Marsh K, Forster D, Waruiru C, Mwangi I, Winstanley M, Marsh V, Newton C, Winstanley P, Warn P, Peshu N
Kenya Medical Research Institute-Clinical Research Centre, Kilifi Unit, Kenya.
N Engl J Med. 1995 May 25;332(21):1399-404. doi: 10.1056/NEJM199505253322102.
About 90 percent of the deaths from malaria are in African children, but criteria to guide the recognition and management of severe malaria have not been validated in them.
We conducted a prospective study of all children admitted to the pediatric ward of a Kenyan district hospital with a primary diagnosis of malaria. We calculated the frequency and mortality rate for each of the clinical and laboratory criteria in the current World Health Organization (WHO) definition of severe malaria, and then used logistic-regression analysis to identify the variables with the greatest prognostic value.
We studied 1844 children (mean age, 26.4 months) with a primary diagnosis of malaria. Not included were 18 children who died on arrival and 4 who died of other causes. The mortality rate was 3.5 percent (95 percent confidence interval, 2.7 to 4.3 percent), and 84 percent of the deaths occurred within 24 hours of admission. Logistic-regression analysis identified four key prognostic indicators: impaired consciousness (relative risk, 3.3; 95 percent confidence interval, 1.6 to 7.0), respiratory distress (relative risk, 3.9; 95 percent confidence interval, 2.0 to 7.7), hypoglycemia (relative risk, 3.3; 95 percent confidence interval, 1.6 to 6.7), and jaundice (relative risk, 2.6; 95 percent confidence interval, 1.1 to 6.3). Of the 64 children who died, 54 were among those with impaired consciousness (n = 336; case fatality rate, 11.9 percent) or respiratory distress (n = 251; case fatality rate, 13.9 percent), or both.
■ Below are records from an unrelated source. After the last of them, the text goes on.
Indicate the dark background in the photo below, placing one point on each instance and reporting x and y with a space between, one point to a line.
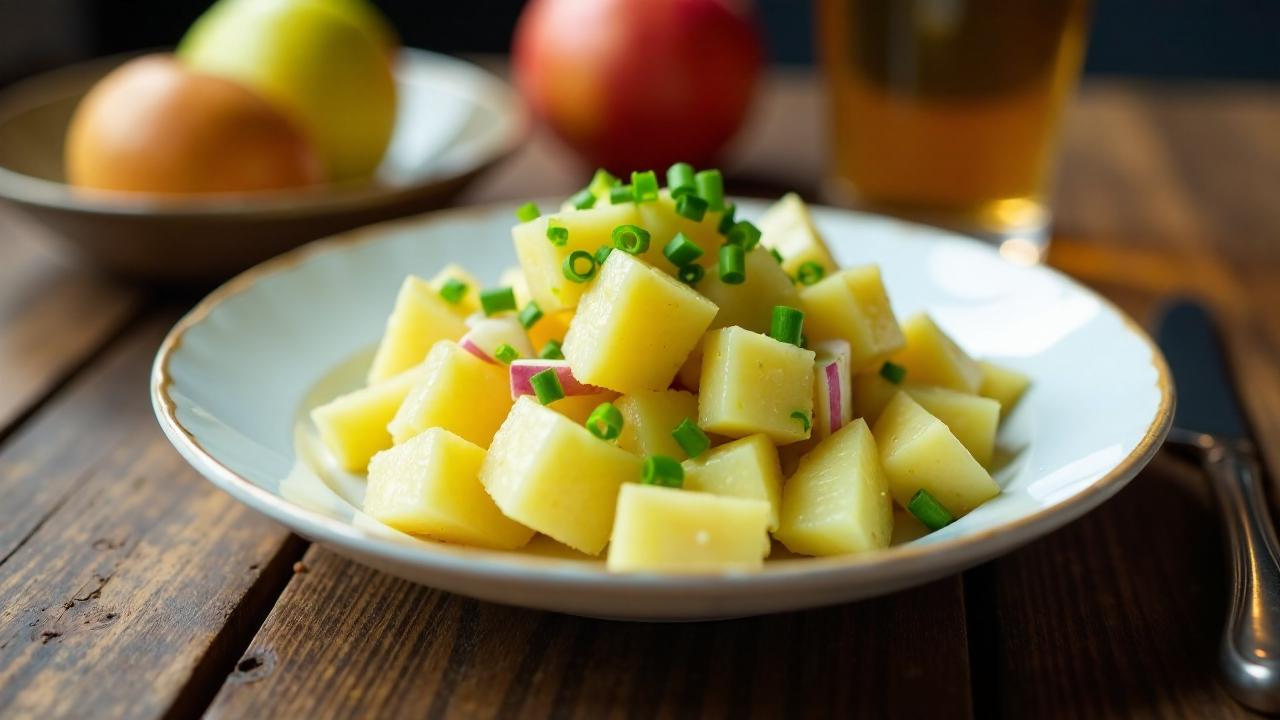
1170 39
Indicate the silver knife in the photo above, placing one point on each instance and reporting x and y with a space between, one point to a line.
1208 422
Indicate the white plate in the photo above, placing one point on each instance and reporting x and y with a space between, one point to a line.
234 379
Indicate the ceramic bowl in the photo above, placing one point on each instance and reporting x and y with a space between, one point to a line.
453 122
234 379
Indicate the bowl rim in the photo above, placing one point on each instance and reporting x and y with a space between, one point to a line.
328 199
490 564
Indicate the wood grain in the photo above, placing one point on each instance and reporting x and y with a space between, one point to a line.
347 641
53 318
129 584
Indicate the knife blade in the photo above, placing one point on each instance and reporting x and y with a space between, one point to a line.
1208 420
1207 401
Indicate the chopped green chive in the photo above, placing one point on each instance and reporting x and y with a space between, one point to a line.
691 438
681 250
604 422
928 510
786 324
579 267
528 212
732 265
727 218
497 300
744 233
645 186
506 354
680 180
547 386
583 199
453 290
894 373
530 314
809 273
690 274
558 235
621 194
602 254
662 470
691 206
711 187
602 182
631 238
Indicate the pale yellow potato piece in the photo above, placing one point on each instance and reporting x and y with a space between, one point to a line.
420 319
353 427
543 261
635 327
919 452
972 418
837 501
430 486
753 383
663 222
663 529
579 408
933 359
750 304
648 418
872 392
458 392
744 468
851 305
470 301
1002 384
551 474
787 227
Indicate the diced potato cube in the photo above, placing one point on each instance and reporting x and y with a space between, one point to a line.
635 327
1002 384
787 227
353 427
470 301
933 359
972 418
750 304
872 392
430 486
458 392
663 222
663 529
648 418
753 383
837 501
543 261
919 452
851 305
579 408
744 468
551 474
419 320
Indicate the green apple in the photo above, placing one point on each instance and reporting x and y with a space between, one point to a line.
323 62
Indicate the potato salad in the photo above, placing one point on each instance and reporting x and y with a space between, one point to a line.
670 387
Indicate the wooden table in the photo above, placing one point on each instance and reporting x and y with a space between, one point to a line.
131 587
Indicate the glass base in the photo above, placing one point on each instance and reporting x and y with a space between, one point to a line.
1018 227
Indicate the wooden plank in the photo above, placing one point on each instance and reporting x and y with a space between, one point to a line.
53 318
131 584
347 641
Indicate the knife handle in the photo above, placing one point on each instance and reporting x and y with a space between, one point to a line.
1251 642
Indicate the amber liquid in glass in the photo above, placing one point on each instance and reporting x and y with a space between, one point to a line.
946 110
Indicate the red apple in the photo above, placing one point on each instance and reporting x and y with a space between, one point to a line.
638 83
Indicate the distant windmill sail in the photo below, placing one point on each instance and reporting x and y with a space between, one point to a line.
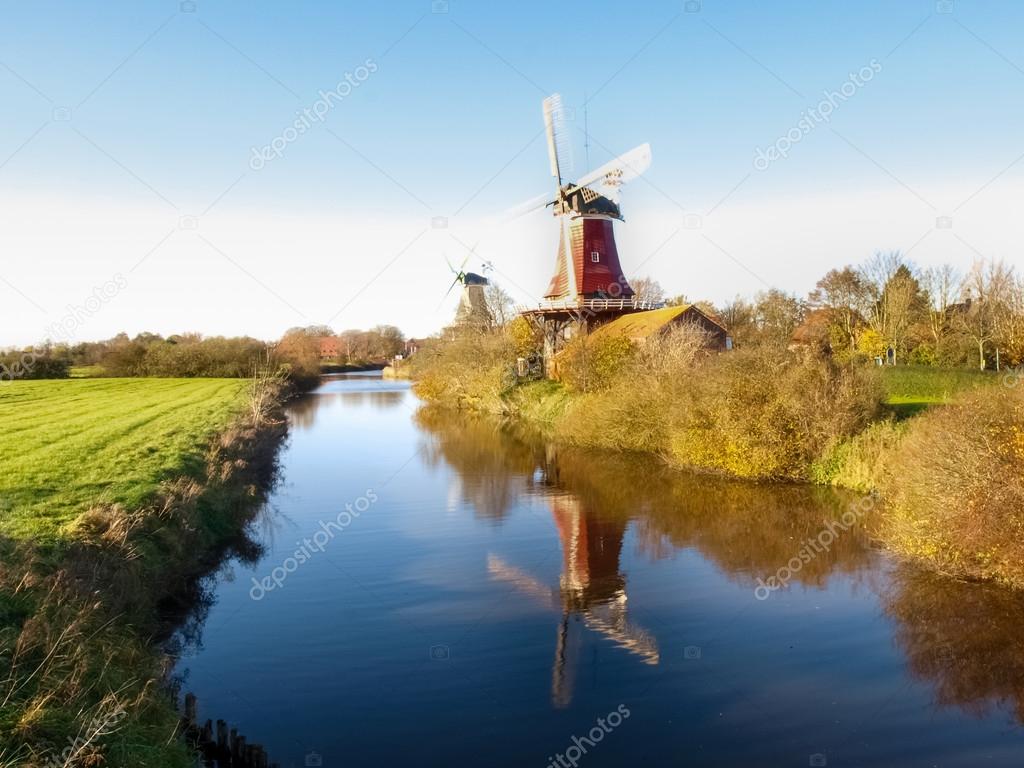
559 142
473 309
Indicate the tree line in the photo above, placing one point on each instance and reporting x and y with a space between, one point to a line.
297 353
930 316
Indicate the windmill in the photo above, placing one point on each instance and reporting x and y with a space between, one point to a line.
588 286
473 308
587 270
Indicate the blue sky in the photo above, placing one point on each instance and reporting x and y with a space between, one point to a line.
124 122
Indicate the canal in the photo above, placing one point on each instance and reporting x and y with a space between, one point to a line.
434 591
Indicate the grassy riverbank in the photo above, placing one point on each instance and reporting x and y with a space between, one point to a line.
944 448
115 495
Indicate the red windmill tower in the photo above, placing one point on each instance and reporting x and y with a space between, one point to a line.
588 287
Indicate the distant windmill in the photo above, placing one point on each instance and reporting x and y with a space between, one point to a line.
473 308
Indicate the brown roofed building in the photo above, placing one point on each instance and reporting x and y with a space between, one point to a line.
330 348
638 327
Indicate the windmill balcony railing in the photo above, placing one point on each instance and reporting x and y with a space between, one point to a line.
594 305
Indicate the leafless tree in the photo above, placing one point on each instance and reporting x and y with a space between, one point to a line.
647 289
988 288
942 286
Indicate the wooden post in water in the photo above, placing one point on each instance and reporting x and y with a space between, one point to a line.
189 711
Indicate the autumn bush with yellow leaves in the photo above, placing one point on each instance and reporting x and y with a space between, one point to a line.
954 487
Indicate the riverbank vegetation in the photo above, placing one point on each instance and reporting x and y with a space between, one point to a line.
802 397
117 494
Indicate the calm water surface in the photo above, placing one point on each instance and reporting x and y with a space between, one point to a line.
496 597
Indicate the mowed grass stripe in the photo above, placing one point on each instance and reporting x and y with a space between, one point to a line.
108 424
79 442
56 424
16 413
53 433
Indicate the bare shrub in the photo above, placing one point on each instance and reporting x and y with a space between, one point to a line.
470 369
955 492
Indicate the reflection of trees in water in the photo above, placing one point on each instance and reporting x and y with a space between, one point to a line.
964 638
184 614
748 529
494 470
303 411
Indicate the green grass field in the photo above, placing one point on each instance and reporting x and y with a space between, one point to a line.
71 443
911 389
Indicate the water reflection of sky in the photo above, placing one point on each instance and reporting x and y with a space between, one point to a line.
501 595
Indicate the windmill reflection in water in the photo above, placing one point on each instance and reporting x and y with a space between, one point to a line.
591 586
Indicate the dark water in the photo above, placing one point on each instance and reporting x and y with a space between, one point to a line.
485 599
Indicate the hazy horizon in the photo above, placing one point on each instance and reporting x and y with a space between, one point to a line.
127 152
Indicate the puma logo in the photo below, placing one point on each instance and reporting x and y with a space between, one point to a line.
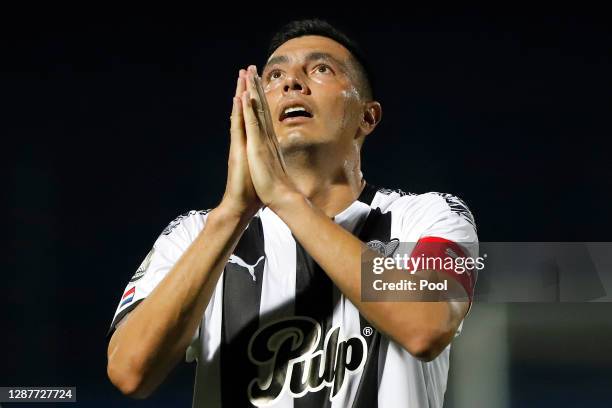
240 262
382 248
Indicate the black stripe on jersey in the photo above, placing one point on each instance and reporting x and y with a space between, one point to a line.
367 194
120 316
314 297
240 316
376 226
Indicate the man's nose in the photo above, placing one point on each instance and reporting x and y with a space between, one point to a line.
295 83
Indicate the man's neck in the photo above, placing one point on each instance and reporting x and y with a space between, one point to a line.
332 189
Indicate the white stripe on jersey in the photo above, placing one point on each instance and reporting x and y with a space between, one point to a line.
387 375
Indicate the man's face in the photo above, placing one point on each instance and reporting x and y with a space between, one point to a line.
314 73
Hence, this simple bedside index identified 84.4 percent of the fatal cases, as compared with the 79.7 percent identified by the current WHO criteria.
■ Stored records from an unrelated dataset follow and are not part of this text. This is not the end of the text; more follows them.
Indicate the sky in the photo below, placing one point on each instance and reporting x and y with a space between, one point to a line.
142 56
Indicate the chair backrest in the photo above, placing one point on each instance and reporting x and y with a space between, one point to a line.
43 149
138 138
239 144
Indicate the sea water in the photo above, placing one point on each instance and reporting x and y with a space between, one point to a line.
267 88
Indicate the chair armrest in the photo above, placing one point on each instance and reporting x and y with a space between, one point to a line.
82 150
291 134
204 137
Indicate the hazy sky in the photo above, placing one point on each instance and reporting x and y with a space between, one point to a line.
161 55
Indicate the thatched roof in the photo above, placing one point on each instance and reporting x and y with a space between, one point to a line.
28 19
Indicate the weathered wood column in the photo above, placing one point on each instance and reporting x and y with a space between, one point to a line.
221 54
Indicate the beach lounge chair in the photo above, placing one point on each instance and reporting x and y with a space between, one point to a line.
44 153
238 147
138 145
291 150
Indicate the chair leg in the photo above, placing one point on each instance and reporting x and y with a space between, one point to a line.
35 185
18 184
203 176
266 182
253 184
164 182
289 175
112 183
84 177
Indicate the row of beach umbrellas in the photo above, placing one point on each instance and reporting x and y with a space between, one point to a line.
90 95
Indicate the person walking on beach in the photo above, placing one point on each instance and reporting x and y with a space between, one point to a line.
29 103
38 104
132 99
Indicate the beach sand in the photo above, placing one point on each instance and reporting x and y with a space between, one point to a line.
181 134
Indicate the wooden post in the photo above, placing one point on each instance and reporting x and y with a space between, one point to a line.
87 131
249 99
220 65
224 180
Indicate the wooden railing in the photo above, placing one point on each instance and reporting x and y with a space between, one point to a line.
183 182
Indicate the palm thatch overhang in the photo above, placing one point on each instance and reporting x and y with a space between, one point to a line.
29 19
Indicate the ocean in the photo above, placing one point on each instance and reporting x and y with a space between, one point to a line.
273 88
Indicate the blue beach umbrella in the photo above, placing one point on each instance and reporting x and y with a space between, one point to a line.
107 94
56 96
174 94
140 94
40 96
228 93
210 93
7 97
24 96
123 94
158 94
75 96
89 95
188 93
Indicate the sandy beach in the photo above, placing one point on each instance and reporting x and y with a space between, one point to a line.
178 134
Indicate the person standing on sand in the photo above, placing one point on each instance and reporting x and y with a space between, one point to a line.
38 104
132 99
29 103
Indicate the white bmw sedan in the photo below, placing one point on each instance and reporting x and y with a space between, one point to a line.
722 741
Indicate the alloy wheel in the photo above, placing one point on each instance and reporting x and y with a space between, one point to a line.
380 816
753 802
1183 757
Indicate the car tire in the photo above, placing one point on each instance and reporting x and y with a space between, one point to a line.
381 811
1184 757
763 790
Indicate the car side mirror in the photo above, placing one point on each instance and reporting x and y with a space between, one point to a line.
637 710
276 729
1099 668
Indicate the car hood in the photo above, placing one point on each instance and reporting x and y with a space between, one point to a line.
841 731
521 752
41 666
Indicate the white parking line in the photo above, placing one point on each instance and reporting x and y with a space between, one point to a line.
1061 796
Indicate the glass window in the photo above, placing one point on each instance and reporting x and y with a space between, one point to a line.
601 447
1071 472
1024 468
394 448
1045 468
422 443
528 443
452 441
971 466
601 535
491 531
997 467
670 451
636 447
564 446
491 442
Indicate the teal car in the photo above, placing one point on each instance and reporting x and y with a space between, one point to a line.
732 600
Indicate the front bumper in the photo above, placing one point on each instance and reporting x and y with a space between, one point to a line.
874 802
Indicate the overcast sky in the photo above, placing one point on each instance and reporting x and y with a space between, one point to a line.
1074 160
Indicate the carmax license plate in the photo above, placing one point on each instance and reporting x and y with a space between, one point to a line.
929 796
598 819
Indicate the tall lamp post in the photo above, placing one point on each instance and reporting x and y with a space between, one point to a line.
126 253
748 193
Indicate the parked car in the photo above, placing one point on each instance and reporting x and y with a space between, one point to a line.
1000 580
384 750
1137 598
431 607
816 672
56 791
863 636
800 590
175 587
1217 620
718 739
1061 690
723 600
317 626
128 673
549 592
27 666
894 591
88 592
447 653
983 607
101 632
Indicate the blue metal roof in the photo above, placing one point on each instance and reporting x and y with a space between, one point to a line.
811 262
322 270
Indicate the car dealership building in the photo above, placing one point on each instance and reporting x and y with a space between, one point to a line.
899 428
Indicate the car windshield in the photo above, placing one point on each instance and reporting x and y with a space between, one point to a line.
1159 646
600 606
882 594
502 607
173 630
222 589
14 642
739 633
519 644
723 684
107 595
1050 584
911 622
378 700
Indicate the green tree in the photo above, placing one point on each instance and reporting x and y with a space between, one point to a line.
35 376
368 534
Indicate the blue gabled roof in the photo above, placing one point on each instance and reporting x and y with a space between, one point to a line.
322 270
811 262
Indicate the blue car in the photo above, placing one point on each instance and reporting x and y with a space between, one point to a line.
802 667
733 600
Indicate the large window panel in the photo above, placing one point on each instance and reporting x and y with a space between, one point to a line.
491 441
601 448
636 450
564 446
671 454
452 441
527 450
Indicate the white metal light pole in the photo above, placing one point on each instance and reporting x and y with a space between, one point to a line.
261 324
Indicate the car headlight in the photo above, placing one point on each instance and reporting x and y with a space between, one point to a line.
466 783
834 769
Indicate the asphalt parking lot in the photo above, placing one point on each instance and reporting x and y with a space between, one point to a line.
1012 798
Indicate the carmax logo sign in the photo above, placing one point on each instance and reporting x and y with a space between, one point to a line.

In African children with malaria, the presence of impaired consciousness or respiratory distress can identify those at high risk for death.
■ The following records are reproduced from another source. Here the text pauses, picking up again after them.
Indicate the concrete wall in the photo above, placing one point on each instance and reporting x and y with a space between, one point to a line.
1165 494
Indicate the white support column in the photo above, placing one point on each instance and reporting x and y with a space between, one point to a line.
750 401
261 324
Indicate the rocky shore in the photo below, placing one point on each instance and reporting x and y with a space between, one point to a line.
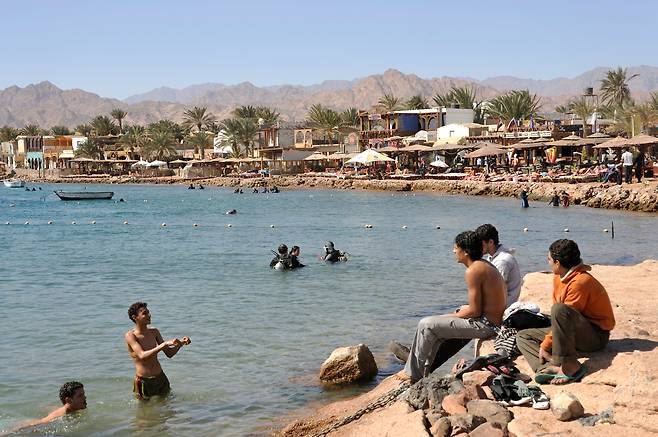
622 382
634 197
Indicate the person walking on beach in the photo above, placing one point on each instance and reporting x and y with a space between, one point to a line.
440 337
73 398
144 344
502 259
581 317
627 160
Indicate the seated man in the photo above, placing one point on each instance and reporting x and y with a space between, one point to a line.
72 395
581 317
440 337
502 259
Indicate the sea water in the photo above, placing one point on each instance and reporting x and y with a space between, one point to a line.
258 335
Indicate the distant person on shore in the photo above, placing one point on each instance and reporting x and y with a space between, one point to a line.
502 259
524 199
581 316
294 258
331 254
440 337
144 344
627 160
73 398
281 260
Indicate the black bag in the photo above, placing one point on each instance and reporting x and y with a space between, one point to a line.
526 319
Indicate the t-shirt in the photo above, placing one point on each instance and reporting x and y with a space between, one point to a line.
509 269
627 158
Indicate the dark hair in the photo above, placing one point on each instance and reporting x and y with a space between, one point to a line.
68 390
565 251
488 232
134 309
471 243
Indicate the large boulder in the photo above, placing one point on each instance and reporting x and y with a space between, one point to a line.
349 364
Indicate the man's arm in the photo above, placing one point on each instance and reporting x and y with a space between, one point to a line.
141 354
474 287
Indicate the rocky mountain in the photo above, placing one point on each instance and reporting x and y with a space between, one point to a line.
48 105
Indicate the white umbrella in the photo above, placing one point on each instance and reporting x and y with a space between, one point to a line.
369 156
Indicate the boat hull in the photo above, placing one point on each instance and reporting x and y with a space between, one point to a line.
84 195
14 184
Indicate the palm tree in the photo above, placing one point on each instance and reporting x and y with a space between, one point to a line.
390 103
200 141
197 117
31 130
350 117
84 129
103 125
134 139
60 130
325 119
582 108
119 114
8 133
91 148
517 105
614 88
160 145
416 102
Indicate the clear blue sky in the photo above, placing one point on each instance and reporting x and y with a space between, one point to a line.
122 47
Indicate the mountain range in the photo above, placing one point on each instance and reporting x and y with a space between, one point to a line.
47 105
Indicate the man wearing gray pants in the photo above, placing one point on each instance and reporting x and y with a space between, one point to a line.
440 337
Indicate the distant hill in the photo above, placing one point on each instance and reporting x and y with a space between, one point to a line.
48 105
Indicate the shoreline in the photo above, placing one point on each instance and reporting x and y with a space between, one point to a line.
621 377
642 197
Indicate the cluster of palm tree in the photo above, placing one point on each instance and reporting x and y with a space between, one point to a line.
330 121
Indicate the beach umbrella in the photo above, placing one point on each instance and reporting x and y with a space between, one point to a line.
490 150
369 156
439 163
614 143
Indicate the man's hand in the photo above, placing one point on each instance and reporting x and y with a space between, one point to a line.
544 356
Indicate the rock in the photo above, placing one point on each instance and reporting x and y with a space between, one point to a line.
441 428
454 404
487 430
492 411
478 377
566 406
465 422
349 364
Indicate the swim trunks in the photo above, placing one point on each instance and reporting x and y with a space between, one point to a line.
147 386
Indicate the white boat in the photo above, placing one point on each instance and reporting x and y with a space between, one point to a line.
84 195
15 183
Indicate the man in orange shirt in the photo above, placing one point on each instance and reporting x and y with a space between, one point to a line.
581 318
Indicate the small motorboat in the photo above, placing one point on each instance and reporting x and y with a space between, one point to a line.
84 195
14 183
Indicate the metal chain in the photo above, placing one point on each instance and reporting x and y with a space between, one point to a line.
382 401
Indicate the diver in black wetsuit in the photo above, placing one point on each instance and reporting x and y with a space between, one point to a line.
294 260
332 254
281 260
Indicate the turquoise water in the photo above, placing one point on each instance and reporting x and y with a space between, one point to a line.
258 336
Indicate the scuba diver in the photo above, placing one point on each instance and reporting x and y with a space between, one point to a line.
281 260
332 254
294 260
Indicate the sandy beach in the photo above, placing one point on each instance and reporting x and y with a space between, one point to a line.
621 377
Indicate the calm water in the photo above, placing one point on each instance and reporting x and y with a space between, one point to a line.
258 336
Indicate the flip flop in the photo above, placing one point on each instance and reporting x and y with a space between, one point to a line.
546 378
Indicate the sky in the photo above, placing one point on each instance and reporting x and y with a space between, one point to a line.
119 48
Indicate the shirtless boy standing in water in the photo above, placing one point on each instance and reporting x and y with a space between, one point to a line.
144 343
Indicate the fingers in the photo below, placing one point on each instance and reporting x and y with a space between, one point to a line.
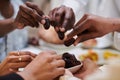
24 58
78 29
84 37
32 13
68 21
59 71
58 63
34 6
18 53
18 65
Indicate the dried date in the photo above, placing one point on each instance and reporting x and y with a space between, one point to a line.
69 42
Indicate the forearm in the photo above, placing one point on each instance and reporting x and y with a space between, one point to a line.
6 26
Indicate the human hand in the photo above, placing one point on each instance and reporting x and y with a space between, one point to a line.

约90%的疟疾死亡病例发生在非洲儿童中,但指导重症疟疾识别与管理的标准尚未在他们身上得到验证。
我们对一家肯尼亚地区医院儿科病房收治的所有初诊为疟疾的儿童进行了一项前瞻性研究。我们计算了世界卫生组织(WHO)当前重症疟疾定义中各项临床和实验室标准的频率及死亡率,然后使用逻辑回归分析来确定具有最大预后价值的变量。
我们研究了1844名初诊为疟疾的儿童(平均年龄26.4个月)。未纳入18名入院时死亡的儿童和4名死于其他原因的儿童。死亡率为3.5%(95%置信区间为2.7%至4.3%),84%的死亡发生在入院后24小时内。逻辑回归分析确定了四个关键的预后指标:意识障碍(相对风险3.3;95%置信区间为1.6至7.0)、呼吸窘迫(相对风险3.9;95%置信区间为2.0至7.7)、低血糖(相对风险3.3;95%置信区间为1.6至6.7)和黄疸(相对风险2.6;95%置信区间为1.1至6.3)。在64名死亡儿童中,54名属于意识障碍(n = 336;病死率11.9%)或呼吸窘迫(n = 251;病死率13.9%)或两者皆有的儿童。因此,这个简单的床边指标识别出了84.4%的死亡病例,而当前WHO标准识别出的为79.7%。
在患有疟疾的非洲儿童中,意识障碍或呼吸窘迫的存在可识别出死亡风险高的儿童。